2 abr. 2011

JARTOS D´AGUANTAR

El domingo, día 27 de marzo, dos centenares de personas se dirigieron hasta Benamahoma para participar en una caminata que inauguraría el camino público Benamahoma-Zahara de la Sierra. Ese camino pasa por una finca privada cuyo propietario puso una alambrada. Tras las denuncias de diversos colectivos ecologistas, el Pleno de Grazalema aprobó abrir dicho camino al público.
Al llegar los senderistas a la finca Breña del agua, los estaban esperando el dueño de la finca acompañado por un buen número de agentes de seguridad privada que negaron el acceso a las personas que querían pasar por el camino.
La Guardia Civil también hizo acto de presencia, pero se quedó en eso, solamente acto de presencia, pues no movieron un dedo a favor de los senderistas, los cuales no pudieron ejercer el derecho de pasar por un camino público.
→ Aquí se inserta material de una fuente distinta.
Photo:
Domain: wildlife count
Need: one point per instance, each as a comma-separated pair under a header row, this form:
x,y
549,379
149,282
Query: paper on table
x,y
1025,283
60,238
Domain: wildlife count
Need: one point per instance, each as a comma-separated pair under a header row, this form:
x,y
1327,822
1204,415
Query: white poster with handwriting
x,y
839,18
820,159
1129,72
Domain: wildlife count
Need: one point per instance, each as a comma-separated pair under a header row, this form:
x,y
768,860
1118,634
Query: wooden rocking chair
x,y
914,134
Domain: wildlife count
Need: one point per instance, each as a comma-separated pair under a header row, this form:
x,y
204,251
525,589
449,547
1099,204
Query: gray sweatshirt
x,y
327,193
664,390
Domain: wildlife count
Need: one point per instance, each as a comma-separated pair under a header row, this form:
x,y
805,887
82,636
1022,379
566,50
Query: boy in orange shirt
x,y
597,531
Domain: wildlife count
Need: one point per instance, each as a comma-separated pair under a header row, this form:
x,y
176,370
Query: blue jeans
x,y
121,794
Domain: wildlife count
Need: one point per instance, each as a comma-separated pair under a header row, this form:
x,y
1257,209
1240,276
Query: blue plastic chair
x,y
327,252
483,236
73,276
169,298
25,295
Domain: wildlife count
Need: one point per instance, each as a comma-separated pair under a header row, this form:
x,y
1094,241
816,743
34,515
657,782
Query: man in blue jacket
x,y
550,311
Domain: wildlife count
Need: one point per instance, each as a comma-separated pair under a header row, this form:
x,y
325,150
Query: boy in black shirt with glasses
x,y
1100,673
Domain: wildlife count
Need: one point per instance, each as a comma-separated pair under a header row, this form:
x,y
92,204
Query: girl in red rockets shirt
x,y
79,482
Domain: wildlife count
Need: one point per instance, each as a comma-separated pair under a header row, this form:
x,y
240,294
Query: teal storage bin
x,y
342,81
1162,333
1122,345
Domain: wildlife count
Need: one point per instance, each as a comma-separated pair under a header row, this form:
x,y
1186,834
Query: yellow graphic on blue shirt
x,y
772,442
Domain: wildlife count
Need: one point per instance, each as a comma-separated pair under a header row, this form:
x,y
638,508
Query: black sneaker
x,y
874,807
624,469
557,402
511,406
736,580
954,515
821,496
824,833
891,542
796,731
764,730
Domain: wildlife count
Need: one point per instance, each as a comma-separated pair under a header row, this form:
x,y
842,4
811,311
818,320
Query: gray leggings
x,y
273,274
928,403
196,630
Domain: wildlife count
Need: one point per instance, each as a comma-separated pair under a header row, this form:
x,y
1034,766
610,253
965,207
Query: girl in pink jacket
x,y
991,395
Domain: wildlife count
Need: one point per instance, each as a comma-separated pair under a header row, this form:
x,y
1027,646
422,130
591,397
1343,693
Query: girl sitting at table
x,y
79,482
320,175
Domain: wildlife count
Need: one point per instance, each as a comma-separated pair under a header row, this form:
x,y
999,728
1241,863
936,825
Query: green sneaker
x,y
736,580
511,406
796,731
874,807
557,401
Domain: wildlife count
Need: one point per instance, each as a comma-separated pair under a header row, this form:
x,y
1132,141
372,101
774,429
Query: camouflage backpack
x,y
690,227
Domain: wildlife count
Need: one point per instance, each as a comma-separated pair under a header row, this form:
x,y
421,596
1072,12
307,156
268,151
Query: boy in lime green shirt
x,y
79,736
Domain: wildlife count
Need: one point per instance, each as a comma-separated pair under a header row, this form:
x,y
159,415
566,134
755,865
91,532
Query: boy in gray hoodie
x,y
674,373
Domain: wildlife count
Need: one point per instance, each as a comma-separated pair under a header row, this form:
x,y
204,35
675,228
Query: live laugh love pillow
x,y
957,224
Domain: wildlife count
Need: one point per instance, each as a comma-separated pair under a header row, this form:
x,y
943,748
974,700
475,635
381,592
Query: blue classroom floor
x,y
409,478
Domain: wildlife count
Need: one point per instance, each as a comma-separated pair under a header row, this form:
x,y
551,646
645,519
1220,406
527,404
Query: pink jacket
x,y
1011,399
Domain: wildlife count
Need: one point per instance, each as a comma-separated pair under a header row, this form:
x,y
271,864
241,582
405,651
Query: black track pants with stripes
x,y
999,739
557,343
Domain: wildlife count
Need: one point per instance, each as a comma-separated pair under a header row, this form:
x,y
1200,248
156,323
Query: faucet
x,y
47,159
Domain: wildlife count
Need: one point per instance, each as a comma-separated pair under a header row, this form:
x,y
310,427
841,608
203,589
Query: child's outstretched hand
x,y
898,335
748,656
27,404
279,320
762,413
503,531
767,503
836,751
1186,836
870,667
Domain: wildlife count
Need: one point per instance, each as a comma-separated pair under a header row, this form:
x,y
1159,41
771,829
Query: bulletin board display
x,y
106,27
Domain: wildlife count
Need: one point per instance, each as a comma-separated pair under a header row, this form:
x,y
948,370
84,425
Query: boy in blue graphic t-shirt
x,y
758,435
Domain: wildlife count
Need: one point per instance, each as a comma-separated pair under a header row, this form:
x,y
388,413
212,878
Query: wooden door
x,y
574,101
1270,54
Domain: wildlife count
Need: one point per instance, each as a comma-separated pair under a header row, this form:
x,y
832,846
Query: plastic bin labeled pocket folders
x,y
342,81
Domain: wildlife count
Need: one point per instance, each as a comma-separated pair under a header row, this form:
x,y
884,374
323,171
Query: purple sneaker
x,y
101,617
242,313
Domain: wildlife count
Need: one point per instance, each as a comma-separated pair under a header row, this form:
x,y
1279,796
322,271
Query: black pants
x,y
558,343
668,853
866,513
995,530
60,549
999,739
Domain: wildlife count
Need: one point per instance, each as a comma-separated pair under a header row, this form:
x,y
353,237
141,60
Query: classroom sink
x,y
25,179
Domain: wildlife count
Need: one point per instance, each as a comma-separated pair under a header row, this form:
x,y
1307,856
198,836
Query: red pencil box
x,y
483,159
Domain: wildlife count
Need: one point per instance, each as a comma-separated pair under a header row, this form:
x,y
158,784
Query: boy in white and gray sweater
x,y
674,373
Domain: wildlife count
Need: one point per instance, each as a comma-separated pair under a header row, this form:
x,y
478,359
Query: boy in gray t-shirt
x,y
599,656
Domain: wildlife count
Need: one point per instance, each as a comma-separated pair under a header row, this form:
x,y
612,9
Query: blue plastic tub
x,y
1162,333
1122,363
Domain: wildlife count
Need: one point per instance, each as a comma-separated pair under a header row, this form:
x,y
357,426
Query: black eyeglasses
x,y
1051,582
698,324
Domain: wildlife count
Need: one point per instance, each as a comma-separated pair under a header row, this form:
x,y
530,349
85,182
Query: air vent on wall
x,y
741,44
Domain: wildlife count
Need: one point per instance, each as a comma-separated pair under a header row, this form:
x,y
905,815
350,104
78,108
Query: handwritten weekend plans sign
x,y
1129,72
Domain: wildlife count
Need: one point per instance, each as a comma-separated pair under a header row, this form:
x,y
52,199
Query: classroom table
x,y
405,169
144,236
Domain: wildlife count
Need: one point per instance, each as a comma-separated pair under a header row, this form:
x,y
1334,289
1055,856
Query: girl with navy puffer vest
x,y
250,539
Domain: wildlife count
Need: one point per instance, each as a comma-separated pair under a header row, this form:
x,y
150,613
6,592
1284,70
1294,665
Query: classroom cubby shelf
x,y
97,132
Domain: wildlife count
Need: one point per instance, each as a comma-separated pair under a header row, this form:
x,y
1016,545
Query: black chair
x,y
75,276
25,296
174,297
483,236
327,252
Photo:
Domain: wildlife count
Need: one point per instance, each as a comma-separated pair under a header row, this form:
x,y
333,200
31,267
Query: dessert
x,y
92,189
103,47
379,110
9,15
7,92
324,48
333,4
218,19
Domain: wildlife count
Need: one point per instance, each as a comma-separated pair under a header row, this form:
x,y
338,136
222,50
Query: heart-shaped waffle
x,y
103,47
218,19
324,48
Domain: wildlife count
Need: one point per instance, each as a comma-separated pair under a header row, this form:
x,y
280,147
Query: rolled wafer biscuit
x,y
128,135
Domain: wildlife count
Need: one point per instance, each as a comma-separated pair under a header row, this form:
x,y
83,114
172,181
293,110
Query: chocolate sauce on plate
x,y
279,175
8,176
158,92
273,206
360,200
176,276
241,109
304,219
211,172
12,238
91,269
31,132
Parece mentira que aún haya terratenientillos que se atrevan a desafiar así, con malas maneras, actitudes chulescas y matones a sueldo. Parecía que eso era cosa del pasado, pero no nos llevemos a engaño, personas así existen, lo que pasa es que están agazapadas, pero a la mínima saltan contra el estado de derecho.
En el lío también estaba metida la alcaldesa de Grazalema que no dio un informe claro a la Guardia Civil para que habilitaran dicho camino público. Mal hecho.

Estamos cansados de que aún en Andalucía, las figuras del terrateniente, la Guardia Civil y el Alcalde de turno formen esa abominación que tanto daño ha hecho a esta tierra. Los jornaleros del siglo pasado (y de este también) sabían mucho de las penurias que les hicieron pasar los terratenientes. Los jornaleros fueron explotados de Sol a Sol en los campos por un mísero jornal, y cuando se les ocurría levantar la cabeza y el puño para pedir Pan, Tierra y Libertad, los terratenientes llamaban a sus matones a sueldo o a la Guardia Civil para que los escarmentaran a base de palos. Grandísimo papel hizo la Benemérita (salvo honrosas excepciones) en pos de la represión y la tortura contra los trabajadores del campo. Poco a poco, a fuerza de mucha lucha, se va avanzando en los derechos. Esta tierra ha sufrido muchas injusticias como para que a estas alturas, en estos tiempos, aún tengamos que aguantar a tanto cacique y tanto fascista camuflado de demócrata.